Friday, September 18, 2009

Create a Driver for bzlib/dbi (3) - Continuing Filesystem Driver

Previously we have discussed the internals of DBI and how to extend it, as well as crafted the first draft of the filesystem database driver.  We are now onto #3 of the DBI extension series.  We'll continue by adding the ability to save data to the driver.

Save The Data

Saving the data is equivalent to both insert and update in SQL venacular.  The simplest version looks like below:

(define (file-query handle stmt (args '())) 
  ... 
  (case stmt
    ... 
    ((save!)
     (call-with-output-file (path-helper (assoc/cdr 'path args))
       (lambda (out) 
         (write-bytes (assoc/cdr 'content args) out))
       #:exists 'replace))
    (else 
     (error 'file-query "unknown statement: ~a" stmt))))

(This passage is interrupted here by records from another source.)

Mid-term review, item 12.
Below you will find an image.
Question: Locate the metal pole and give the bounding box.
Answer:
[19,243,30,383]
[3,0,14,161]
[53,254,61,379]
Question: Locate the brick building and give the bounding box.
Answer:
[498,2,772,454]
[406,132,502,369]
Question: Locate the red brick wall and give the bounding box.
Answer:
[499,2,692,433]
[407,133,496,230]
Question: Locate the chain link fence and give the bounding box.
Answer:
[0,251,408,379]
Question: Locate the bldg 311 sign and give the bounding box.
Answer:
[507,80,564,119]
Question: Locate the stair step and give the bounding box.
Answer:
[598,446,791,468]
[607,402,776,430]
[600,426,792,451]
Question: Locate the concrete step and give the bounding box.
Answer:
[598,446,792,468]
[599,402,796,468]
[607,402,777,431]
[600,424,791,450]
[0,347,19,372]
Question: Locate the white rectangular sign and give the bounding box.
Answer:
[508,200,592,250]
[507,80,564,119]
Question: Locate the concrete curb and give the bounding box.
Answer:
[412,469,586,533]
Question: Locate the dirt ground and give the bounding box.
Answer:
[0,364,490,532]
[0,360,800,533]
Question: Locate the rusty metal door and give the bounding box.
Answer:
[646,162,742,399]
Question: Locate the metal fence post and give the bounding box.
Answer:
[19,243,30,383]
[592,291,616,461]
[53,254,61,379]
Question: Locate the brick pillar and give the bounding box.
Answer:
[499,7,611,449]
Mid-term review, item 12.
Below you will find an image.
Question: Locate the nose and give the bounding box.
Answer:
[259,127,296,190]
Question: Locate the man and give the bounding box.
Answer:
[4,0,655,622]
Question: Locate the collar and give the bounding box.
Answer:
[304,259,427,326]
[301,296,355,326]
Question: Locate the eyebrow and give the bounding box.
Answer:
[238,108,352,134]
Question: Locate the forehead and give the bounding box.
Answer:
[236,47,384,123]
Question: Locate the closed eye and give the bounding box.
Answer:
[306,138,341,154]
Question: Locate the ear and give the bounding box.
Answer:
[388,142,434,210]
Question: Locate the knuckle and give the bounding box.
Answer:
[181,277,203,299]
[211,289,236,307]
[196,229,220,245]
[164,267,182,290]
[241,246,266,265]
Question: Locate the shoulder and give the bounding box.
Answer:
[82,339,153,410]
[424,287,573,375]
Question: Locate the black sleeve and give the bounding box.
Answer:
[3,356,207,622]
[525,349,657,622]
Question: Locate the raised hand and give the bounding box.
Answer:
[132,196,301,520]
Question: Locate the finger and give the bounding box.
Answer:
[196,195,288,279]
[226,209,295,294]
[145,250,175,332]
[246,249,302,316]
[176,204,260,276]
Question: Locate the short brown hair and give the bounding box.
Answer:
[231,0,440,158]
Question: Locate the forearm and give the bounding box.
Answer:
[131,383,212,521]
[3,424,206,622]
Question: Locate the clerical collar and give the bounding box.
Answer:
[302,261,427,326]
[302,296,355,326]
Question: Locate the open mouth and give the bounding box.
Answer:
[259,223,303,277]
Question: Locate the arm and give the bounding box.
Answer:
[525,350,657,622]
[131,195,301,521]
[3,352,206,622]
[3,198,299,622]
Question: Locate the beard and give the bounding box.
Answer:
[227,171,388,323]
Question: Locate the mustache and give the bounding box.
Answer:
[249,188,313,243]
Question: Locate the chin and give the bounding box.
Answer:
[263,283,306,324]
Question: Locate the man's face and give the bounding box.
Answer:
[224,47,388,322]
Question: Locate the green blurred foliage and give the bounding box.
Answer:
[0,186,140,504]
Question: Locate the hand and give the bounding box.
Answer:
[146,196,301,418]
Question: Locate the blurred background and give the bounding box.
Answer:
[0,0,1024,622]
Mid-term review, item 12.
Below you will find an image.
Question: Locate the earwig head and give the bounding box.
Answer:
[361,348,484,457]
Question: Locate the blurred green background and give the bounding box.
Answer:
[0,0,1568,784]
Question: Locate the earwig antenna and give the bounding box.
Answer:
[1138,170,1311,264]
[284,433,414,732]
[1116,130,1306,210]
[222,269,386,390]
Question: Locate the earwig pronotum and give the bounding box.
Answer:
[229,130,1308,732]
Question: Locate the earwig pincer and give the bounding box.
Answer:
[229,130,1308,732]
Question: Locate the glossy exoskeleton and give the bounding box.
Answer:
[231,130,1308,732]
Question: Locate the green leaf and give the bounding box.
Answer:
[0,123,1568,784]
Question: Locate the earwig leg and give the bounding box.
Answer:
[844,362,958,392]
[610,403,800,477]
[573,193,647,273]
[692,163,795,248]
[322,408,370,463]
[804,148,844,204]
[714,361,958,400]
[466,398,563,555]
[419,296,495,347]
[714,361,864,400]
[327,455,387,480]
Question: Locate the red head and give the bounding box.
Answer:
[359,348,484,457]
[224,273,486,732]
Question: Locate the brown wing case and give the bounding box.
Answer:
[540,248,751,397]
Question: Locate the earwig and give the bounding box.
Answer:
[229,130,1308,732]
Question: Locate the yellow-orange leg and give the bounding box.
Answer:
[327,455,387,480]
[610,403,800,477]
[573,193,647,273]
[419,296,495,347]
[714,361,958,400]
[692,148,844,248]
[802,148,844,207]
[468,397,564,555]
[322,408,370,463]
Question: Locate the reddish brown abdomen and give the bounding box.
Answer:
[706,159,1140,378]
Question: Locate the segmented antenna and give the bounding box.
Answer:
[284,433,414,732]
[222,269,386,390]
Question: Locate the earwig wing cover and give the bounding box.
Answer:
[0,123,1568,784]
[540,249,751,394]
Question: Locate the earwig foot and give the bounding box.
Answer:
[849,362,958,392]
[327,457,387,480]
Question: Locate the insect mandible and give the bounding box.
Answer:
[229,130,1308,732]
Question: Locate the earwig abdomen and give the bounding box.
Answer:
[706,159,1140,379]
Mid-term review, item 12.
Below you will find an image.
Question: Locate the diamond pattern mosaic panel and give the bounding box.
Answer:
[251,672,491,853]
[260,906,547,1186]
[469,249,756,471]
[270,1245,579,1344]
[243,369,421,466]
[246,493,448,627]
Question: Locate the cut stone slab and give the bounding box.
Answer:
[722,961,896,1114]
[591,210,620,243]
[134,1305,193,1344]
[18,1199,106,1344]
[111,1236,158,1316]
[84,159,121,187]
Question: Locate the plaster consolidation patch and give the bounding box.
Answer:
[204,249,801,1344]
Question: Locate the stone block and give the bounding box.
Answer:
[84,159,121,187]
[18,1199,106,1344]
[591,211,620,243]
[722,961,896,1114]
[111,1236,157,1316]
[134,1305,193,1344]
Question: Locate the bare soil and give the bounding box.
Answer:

With the above we now can save data into a particular file with the following usage:

(query handle 'save! `((path . "/foo/bar/baz.txt") (content . #"this is the content")))  
But unfortunately, there are a few hiccups:
  • there is no verification that path and content key/value pairs are passed in (for 'list and 'open queries the path key/value pairs are optional) 
  • there is no guarantee the directory of the path exists (and if not it will result in an error) 
  • the above saving is not an atomic operation and can corrupt the data
So we'll address each of the issue to ensure we have a solid implementation for saving data.

Argument Verification 

To verify the arguments, we can use let/assert! from the next version of bzlib/base (which will be released together with this driver) as follows:

(define (file-query handle stmt (args '())) 
  ... 
  (case stmt
    ... 
    ((save!)
     (let/assert! ((path (assoc/cdr 'path args))
                   (content (assoc/cdr 'content args)))
                  (call-with-output-file (path-helper path)
                    (lambda (out) 
                      (write-bytes content out))
                    #:exists 'replace)))
    (else 
     (error 'file-query "unknown statement: ~a" stmt))))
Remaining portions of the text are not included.